Era, dunque, la fine di un incubo tremendo, che rischiava di fare impazzire l’esperto ed onesto «rais», se non si fosse risolto in bene, col sapore di un miracolo; di un miracolo di altri tempi, allorché gli uomini, più buoni di quelli di oggi, lo meritavano!

E riuscì davvero una giornata memorabile, quella, perché furono catturati più di 13.000 tonni, tanto che non si sapeva dove metterli, quando venivano scaricati a riva dalle barche ed ammucchiati sulla lunga spiaggia. Perciò, fu consentito a chiunque di portarne via quanti più potesse, ed anche dai paesi vicini vennero a prenderne in gran copia, quando la notizia della pesca eccezionale si sparse.

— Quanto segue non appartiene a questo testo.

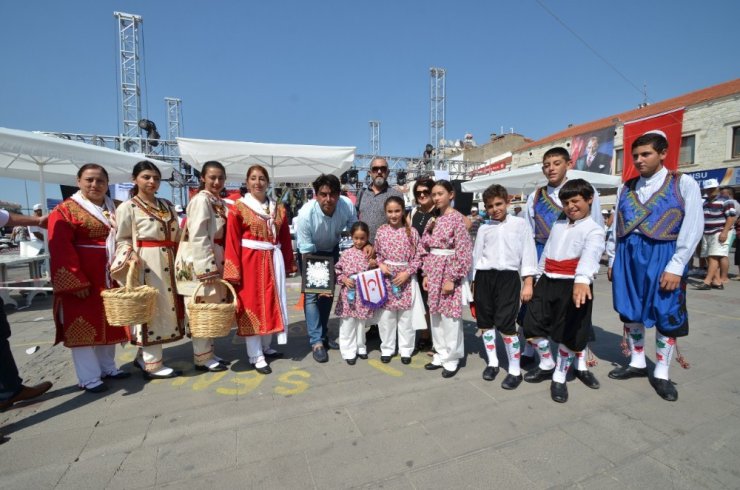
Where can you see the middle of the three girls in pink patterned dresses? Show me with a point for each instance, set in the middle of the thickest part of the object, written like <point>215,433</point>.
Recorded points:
<point>398,254</point>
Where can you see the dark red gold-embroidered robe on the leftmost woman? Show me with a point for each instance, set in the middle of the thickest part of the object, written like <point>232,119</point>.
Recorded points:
<point>79,261</point>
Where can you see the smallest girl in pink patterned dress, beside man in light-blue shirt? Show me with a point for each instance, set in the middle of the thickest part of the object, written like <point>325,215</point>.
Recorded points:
<point>349,307</point>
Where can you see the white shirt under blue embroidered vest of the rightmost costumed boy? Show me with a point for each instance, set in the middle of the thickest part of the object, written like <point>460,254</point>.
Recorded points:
<point>692,227</point>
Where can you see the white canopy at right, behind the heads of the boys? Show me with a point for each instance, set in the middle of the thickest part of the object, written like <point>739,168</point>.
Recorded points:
<point>523,180</point>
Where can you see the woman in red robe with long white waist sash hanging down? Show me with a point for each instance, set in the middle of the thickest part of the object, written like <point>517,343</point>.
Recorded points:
<point>258,254</point>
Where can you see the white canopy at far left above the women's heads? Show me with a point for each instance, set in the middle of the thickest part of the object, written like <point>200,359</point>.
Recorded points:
<point>46,158</point>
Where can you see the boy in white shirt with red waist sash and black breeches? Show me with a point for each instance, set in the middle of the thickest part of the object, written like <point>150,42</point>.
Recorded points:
<point>562,301</point>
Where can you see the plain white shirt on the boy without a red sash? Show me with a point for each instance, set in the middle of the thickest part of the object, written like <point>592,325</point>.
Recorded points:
<point>505,246</point>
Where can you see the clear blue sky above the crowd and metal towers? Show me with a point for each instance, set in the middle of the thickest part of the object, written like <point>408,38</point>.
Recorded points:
<point>317,72</point>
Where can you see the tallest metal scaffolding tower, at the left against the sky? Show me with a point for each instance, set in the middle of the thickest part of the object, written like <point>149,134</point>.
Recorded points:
<point>129,47</point>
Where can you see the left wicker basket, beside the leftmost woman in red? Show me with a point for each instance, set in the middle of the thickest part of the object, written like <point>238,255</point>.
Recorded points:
<point>129,305</point>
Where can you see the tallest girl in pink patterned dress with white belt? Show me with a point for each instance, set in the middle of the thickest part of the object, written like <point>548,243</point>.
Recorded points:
<point>446,265</point>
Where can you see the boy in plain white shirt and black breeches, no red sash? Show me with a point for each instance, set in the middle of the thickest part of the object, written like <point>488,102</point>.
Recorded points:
<point>504,249</point>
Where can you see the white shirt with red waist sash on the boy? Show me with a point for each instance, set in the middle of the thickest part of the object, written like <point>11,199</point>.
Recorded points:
<point>582,241</point>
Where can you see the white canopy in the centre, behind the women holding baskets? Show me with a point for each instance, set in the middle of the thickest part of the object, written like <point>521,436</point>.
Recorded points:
<point>285,163</point>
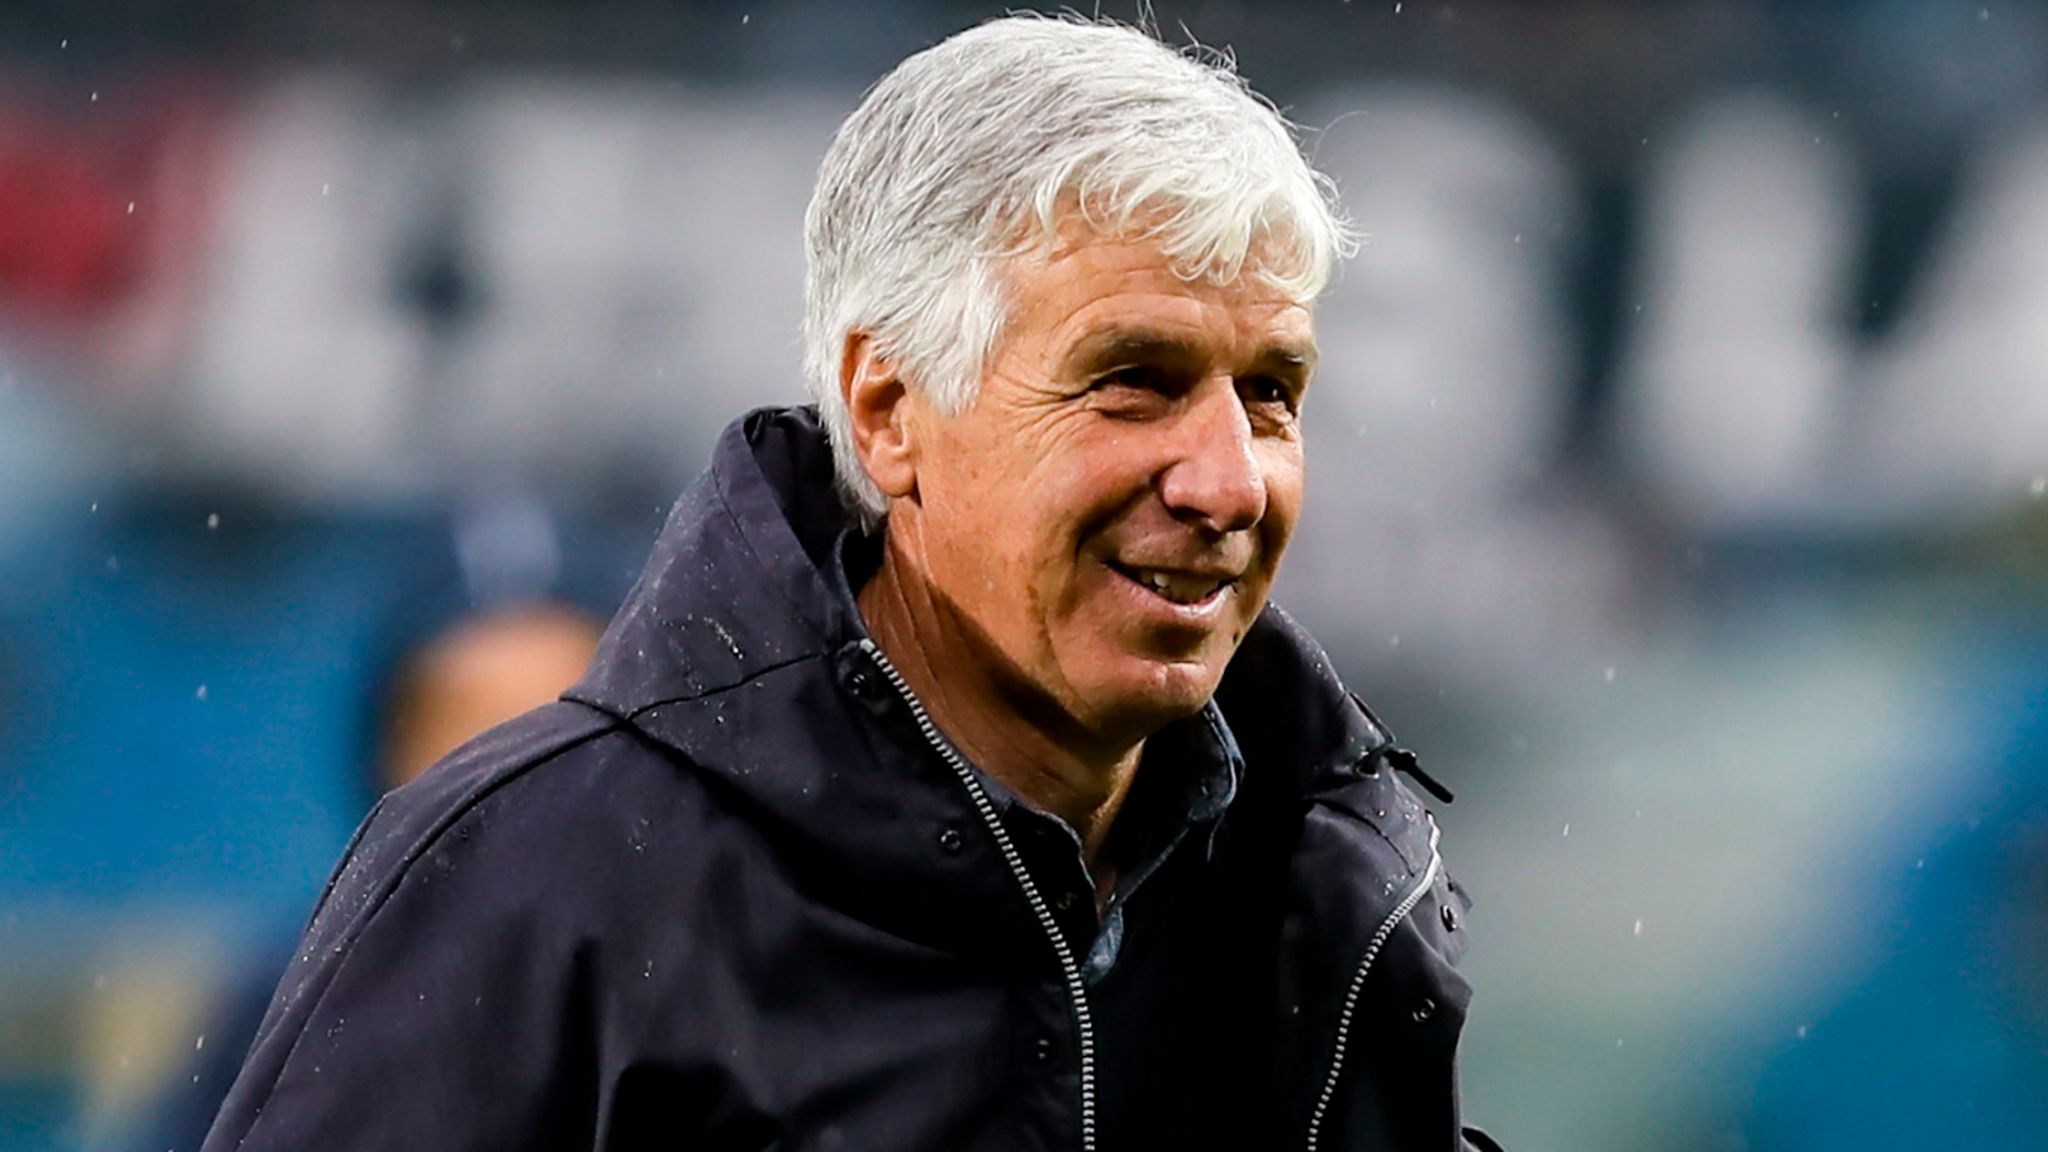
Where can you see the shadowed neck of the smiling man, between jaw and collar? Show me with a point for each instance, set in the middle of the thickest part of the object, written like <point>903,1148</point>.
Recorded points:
<point>1050,764</point>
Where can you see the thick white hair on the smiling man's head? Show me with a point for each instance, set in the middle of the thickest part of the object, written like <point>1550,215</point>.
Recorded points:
<point>970,155</point>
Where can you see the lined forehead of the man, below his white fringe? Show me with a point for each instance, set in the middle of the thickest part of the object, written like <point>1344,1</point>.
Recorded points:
<point>1086,286</point>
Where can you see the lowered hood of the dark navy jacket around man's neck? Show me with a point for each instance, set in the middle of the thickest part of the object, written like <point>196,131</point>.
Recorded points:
<point>736,643</point>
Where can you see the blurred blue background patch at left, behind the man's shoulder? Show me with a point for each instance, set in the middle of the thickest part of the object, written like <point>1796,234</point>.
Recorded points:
<point>187,704</point>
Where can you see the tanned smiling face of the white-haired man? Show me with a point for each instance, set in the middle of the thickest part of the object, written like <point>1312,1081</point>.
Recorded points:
<point>1109,516</point>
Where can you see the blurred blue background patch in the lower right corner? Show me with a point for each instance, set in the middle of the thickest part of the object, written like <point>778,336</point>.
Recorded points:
<point>1943,1038</point>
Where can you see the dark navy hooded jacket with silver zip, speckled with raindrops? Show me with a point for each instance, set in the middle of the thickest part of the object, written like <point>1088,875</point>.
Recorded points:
<point>736,893</point>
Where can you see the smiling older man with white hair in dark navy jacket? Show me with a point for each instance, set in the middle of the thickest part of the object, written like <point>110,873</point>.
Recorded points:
<point>947,782</point>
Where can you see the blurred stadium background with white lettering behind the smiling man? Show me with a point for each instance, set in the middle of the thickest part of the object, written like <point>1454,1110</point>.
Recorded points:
<point>1678,491</point>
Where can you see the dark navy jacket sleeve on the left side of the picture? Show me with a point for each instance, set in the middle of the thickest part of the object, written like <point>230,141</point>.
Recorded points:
<point>437,999</point>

L’arrosto di tonno fu il cibo più consumato per parecchi giorni sulle mense di una vasta zona della Calabria e sfamò migliaia di poveri, i quali mai avevano potuto mangiare con tanta abbondanza e a così poco prezzo!...

Il buon «Giappone», finendo di raccontare, aveva gli occhi lucidi di commozione e di gioia: davanti ai suoi occhi cilestrini riviveva la pesca miracolosa di quel lontano 13 giugno di tanti e tanti anni fa!

di DAVID DONATO
(5 ottobre 1926 - 20 gennaio 2009)
Poeta, commediografo, scrittore e giornalista.